Meeting India's Clean Energy Goals with Smart Investments: The Path to 2030
Key Ideas
- India on track to achieve 2030 clean energy goals with current support but further investment needed for electric vehicles, offshore wind, and green hydrogen.
- Solar PV and BESS backed by subsidies, but electric two-wheelers, green hydrogen, and offshore wind require additional funding for cost competitiveness.
- Offshore wind has the largest cost gap, with potential for GDP gains and reduced government spending through public-private partnership.
- Financial support can accelerate cost parity for electric vehicles significantly, ensuring global competitiveness and long-term sustainability for India.

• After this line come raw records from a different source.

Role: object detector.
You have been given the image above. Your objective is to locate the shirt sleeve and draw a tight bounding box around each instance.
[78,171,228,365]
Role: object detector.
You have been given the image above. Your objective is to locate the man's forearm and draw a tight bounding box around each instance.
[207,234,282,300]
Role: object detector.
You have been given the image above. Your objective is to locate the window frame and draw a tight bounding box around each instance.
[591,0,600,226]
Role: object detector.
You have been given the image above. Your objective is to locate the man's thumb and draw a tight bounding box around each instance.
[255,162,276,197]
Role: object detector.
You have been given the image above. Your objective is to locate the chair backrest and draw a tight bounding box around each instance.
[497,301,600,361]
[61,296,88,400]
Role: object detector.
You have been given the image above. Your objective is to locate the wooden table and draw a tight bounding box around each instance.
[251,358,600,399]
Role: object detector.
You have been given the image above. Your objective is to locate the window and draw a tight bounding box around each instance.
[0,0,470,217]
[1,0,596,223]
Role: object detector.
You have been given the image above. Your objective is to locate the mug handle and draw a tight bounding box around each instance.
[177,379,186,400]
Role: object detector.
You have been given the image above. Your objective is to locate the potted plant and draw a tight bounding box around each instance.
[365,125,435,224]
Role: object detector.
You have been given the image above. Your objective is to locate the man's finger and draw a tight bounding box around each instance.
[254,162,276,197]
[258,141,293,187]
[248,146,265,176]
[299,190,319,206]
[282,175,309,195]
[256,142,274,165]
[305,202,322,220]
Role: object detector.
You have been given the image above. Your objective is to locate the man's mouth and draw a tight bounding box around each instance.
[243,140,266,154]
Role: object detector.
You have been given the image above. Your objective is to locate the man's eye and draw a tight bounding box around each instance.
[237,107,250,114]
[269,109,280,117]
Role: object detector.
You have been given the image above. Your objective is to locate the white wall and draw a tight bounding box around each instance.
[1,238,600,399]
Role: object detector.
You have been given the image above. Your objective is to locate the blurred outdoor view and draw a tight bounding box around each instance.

A recent report by CSTEP and IISD suggests that India is poised to achieve its 2030 clean energy targets without additional financial support, attributing the success to government subsidies and regulatory reforms. While solar PV and battery energy storage systems are on track, there is a need for increased backing for offshore wind, electric vehicles (EVs), and green hydrogen to enhance their cost competitiveness. The report highlights the cost gaps for different technologies, with offshore wind requiring a substantial investment to bridge the gap. By suggesting a model where offshore wind is bundled with cheaper renewable sources, the report aims to attract more investors and reduce government spending. For EVs, financial support could expedite the achievement of cost parity, benefitting not only the environment but also the country's economic competitiveness. The authors emphasize the importance of bold investments and policy alignment to realize India's clean energy ambitions, positioning technologies like offshore wind and green hydrogen as transformative opportunities for the energy sector.